Even with these drawbacks, you find though your other motor symptoms have remained about the same, your tremor has improved greatly [6]. You are able to do everyday activities, much like you could while taking levodopa, but you don’t suffer from the same side effects to your mood, and as a result, you feel much happier [10]. While DBS may not cure Parkinson’s or replace the dead dopamine producing neurons, it alleviates some of your symptoms, improving your quality of life, and may even slow the progression of the disease in your body. But that doesn’t mean there isn’t still hope for you, and other Parkinson’s patients.

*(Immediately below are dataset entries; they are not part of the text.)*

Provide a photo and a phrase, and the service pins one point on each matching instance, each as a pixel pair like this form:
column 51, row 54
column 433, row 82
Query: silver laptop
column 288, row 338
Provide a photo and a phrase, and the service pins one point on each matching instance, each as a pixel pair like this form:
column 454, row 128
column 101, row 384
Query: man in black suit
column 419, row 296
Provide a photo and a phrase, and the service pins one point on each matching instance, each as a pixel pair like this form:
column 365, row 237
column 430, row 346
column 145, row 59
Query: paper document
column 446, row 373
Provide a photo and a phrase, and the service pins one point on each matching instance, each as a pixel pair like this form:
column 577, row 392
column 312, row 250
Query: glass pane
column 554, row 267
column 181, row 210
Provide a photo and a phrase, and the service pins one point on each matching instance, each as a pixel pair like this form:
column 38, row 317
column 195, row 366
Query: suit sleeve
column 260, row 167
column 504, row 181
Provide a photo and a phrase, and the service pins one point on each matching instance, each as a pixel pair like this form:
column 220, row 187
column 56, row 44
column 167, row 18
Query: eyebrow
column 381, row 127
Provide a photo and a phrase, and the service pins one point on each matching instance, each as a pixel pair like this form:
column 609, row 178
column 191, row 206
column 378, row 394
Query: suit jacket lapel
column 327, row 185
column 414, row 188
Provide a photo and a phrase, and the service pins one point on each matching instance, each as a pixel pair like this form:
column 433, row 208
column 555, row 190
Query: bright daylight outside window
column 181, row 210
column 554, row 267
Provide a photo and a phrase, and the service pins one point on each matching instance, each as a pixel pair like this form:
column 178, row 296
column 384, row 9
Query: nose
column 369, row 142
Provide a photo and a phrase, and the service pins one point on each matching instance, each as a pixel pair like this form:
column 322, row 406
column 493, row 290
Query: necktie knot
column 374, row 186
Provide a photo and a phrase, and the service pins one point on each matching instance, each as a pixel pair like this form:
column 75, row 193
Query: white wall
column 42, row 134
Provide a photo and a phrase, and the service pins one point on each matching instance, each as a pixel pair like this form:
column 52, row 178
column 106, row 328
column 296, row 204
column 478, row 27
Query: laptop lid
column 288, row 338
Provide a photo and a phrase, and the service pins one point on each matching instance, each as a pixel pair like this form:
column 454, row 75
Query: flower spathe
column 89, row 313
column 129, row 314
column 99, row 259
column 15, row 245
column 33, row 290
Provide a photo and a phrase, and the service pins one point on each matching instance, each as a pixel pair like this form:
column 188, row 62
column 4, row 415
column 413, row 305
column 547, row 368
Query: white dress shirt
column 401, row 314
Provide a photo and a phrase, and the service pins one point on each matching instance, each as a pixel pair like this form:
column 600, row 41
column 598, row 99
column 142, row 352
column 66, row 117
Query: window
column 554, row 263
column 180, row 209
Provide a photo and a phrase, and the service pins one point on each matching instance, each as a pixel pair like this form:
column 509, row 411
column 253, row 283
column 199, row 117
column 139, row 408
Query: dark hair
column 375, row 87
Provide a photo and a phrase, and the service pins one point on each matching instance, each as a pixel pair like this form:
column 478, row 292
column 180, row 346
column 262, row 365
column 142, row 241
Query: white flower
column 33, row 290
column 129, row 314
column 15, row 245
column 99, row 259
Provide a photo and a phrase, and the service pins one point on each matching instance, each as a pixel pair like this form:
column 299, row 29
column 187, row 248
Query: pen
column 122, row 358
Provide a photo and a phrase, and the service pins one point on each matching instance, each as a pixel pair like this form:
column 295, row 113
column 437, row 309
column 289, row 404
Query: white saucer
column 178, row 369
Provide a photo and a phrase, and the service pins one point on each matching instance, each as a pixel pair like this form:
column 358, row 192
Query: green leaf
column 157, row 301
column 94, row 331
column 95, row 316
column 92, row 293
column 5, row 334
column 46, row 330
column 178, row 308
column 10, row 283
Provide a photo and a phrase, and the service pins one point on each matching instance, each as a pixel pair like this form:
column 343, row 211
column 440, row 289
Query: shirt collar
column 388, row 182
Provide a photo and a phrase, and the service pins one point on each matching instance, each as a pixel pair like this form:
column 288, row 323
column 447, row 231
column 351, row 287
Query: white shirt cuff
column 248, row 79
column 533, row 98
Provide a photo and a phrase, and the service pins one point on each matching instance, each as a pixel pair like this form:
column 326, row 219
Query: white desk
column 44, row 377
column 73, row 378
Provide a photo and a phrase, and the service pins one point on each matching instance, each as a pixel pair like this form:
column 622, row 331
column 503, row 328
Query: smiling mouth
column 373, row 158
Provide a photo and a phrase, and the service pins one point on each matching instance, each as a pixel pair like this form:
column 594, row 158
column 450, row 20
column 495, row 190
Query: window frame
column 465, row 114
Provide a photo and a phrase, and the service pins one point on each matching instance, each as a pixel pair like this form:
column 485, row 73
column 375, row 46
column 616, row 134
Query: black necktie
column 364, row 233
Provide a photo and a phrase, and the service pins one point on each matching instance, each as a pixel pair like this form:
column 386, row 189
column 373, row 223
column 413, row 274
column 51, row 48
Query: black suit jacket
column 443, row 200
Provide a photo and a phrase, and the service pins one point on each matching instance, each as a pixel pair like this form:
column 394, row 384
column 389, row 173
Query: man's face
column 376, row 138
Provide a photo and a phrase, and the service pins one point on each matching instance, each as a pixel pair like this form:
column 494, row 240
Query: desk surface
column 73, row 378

Though deep brain stimulation is not intended to cure Parkinson’s, by learning more about how the stimulation functions, we can further refine the process,and gain insight into the pathology of Parkinson’s. If we can better understand how stimulation relieves symptoms on a systems level, we can understand how Parkinson’s creates these symptoms to begin with on a large scale. This way, research focused both on improving the precision of deep brain stimulation treatments and research into cures for Parkinson’s disease and other movement-based disorders can be conducted simultaneously. In fact, as technology progresses and researchers discover new groundbreaking treatments for Parkinson’s and other movement-related diseases, the need for deep brain stimulation will likely decline. This, of course, isn’t to say that deep brain stimulation doesn’t already have a great positive impact on the lives of Parkinson’s patients– it does, making life more livable and enjoyable for many Parkinson’s patients, allowing them to do simple, everyday tasks – from signing their name, shaving, carrying things around, and much more. Even if deep brain stimulation isn’t a lightning bolt cure to Parkinson’s, it’s still a stimulating development in the field of neuroscience that’s shockingly improved the quality of many Parkinson’s patients’ lives.